Further background to the NSW Regulation

Queensland and South Australia already have requirements in place to phase out the use of firefighting foams containing PFAS. As part of the coordination of government responses to the management of PFAS, the Commonwealth has also published the National PFAS Position Statement that sets out nationally agreed objectives to reduce or phase out products and articles containing PFAS. The Regulation aligns with the National PFAS Position Statement and is the first step to achieving its objectives.

While PFAS have been used in a broad range of other products and applications, volumes are typically smaller compared to their use in firefighting foams. Additionally, concentrations of PFAS have been detected at sites where PFAS firefighting foams have been used. Based on investigations of PFAS contaminated sites, PFAS firefighting foam has been identified as a primary cause of PFAS contamination in the environment. Effective management of PFAS contamination from firefighting foam will therefore provide the greatest benefits in the first instance.

The NSW Government is allowing the continued use of PFAS firefighting foam in catastrophic circumstances or when there is an ongoing need, such as where:

  • PFAS firefighting foam is the only appropriate firefighting foam available
  • PFAS firefighting foam is required to be used by law or insurance policies
  • businesses need to undertake changes to infrastructure or systems to comply and time is needed to transition to acceptable alternatives. 

The Regulation aligns with the National PFAS Position Statement and is the first step to achieving the agreed objectives in the Statement.
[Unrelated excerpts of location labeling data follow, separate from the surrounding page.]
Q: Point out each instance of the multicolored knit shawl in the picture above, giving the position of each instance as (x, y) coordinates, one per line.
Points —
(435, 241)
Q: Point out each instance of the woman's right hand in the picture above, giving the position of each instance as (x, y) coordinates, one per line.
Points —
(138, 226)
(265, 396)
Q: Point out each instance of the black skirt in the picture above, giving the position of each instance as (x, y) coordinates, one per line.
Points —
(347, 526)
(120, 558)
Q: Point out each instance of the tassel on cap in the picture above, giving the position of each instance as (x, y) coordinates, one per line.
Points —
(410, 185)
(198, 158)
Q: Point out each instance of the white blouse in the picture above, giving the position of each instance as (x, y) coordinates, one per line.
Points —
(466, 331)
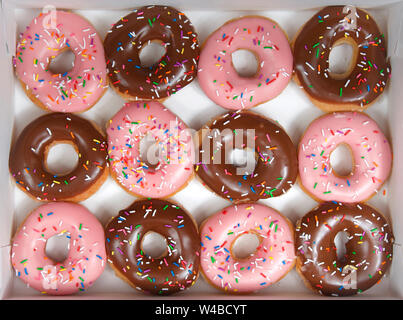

There is general concern on the potential health and environmental impacts from the use of PFAS firefighting foams. The National PFAS Position Statement sets out nationally agreed commitments to restrict the use of short‑chain as well as long‑chain PFAS foam.

The EPA is mindful to ensure any restrictions on the use of PFAS firefighting foam do not cause unreasonable financial and other regulatory burdens to industry, suppliers and users of such foams. Consultation by the EPA in 2018 suggested restricting the use of long-chain PFAS firefighting foam could be feasible and manageable for industry. The Regulation is therefore focused mainly on restricting the use of long-chain PFAS firefighting foam.

As part of this consultation, the EPA also sought feedback on whether it is feasible and reasonable to restrict the use of short-chain PFAS firefighting foam in portable fire extinguishers. The EPA understands from the consultation process that most fires where a portable fire extinguisher would be used, can be effectively extinguished using fluorine free firefighting foam.